Tensordyne, a startup with offices in Sunnyvale and Munich, announced its Napier (TDN) AI inference processor on June 15, claiming its TDN72 rack-scale system delivers 13 times higher throughput in tokens per second and 17 times more tokens per watt than Nvidia’s GB300 NVL72 rack. The comparison benchmark: DeepSeek-R1 inference workloads.
The numbers behind the claim
Tensordyne says a single rack running its hardware can churn out roughly 363,000 tokens per second. The company pegs Nvidia’s equivalent rack at approximately 27,400 tokens per second on the same workload.

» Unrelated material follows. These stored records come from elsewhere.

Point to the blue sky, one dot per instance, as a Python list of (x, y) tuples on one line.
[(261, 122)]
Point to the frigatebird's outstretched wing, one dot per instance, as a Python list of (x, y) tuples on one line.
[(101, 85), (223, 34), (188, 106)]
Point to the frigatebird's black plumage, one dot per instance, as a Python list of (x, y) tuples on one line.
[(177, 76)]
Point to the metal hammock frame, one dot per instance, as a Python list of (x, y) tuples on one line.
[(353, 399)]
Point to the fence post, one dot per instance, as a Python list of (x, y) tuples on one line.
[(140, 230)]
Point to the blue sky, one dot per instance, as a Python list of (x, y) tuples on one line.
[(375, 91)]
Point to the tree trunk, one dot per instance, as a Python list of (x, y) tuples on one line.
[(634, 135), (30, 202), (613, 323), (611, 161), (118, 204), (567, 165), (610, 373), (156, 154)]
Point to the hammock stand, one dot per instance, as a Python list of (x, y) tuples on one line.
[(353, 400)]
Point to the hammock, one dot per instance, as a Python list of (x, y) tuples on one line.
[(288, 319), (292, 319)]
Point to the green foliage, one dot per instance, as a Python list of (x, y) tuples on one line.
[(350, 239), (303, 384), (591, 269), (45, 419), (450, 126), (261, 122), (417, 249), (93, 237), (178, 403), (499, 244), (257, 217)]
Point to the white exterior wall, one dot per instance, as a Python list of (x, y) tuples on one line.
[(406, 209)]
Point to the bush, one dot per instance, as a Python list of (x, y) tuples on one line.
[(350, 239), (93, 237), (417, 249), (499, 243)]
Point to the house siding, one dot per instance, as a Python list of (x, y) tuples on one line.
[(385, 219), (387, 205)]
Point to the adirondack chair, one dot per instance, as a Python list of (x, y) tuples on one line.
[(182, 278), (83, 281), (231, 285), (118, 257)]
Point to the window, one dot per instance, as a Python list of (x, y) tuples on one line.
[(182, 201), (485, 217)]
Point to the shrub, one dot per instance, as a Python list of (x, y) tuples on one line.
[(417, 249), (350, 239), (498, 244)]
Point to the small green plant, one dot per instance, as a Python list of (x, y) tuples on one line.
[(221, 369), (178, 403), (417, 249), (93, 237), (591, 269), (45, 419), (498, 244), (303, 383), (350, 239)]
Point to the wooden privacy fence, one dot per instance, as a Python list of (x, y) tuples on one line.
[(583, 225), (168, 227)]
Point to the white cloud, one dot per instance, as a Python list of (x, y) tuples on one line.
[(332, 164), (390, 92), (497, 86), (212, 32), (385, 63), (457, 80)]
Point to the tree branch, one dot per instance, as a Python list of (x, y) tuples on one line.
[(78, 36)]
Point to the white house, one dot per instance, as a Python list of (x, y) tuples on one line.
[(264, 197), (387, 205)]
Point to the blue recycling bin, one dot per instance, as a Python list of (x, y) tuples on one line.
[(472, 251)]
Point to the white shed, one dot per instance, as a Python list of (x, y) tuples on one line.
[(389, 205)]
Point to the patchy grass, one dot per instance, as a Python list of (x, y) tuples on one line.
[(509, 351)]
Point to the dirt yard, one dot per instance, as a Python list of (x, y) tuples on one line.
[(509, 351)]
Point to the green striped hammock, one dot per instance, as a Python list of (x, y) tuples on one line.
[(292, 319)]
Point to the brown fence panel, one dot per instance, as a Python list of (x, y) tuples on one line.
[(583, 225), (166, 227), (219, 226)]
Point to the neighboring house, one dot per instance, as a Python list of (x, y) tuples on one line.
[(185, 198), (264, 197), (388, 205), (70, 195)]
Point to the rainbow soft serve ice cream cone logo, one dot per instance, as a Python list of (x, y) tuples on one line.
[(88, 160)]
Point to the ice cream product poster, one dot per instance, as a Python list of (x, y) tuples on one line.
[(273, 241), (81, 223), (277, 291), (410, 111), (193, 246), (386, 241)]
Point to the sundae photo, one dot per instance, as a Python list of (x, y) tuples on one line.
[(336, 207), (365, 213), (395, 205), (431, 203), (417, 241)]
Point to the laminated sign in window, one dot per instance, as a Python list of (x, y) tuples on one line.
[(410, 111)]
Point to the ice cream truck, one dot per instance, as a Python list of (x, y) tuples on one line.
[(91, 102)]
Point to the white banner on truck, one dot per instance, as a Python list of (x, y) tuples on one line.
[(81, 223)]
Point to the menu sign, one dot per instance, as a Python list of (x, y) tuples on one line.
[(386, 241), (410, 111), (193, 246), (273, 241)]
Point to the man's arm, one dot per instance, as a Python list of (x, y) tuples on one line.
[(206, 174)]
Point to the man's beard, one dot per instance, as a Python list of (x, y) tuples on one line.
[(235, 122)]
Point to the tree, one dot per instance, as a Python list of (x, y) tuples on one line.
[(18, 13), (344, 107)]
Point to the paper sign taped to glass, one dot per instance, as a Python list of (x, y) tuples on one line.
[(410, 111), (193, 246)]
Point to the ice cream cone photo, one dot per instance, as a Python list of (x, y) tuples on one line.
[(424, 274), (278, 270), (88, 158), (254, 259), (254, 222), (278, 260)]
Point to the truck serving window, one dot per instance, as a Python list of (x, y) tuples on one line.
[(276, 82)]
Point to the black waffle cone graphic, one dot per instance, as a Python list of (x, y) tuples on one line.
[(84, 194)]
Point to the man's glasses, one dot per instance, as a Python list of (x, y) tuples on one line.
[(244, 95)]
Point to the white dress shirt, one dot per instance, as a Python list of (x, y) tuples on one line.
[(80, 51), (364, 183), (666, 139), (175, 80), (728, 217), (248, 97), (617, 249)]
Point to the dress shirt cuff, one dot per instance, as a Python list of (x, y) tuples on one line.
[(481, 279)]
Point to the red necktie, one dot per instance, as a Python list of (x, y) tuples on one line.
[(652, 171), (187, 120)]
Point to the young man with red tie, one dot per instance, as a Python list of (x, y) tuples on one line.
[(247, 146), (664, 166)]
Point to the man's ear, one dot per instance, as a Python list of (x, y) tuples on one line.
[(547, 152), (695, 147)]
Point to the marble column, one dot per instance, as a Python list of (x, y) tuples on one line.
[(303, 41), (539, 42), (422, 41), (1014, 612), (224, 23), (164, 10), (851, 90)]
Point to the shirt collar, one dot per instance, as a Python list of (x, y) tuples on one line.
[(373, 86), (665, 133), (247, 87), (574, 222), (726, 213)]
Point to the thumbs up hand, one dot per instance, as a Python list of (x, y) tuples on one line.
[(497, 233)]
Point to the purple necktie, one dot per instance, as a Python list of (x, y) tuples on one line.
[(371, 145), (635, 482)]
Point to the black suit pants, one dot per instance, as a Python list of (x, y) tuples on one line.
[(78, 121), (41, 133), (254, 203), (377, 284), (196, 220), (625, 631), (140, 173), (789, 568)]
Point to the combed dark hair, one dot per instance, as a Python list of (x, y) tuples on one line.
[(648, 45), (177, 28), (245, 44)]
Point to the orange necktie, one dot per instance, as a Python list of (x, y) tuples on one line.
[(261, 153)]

The secret sauce is something called a logarithmic number system, or LNS, executed directly in hardware. Instead of doing math the way conventional chips do (multiplying big floating-point numbers together), LNS converts multiplication into addition, which is dramatically cheaper in terms of transistors and energy. It’s a technique that’s been studied in academia for decades but has historically been too impractical for production silicon.
Tensordyne built its Napier chip on TSMC’s 3nm process node, integrating both SRAM and HBM memory on-package. The full rack configuration stacks four pods of 72 chips each, totaling 288 chips, with a target power envelope of roughly 120 kW for the entire rack. That’s air-cooled, not liquid-cooled.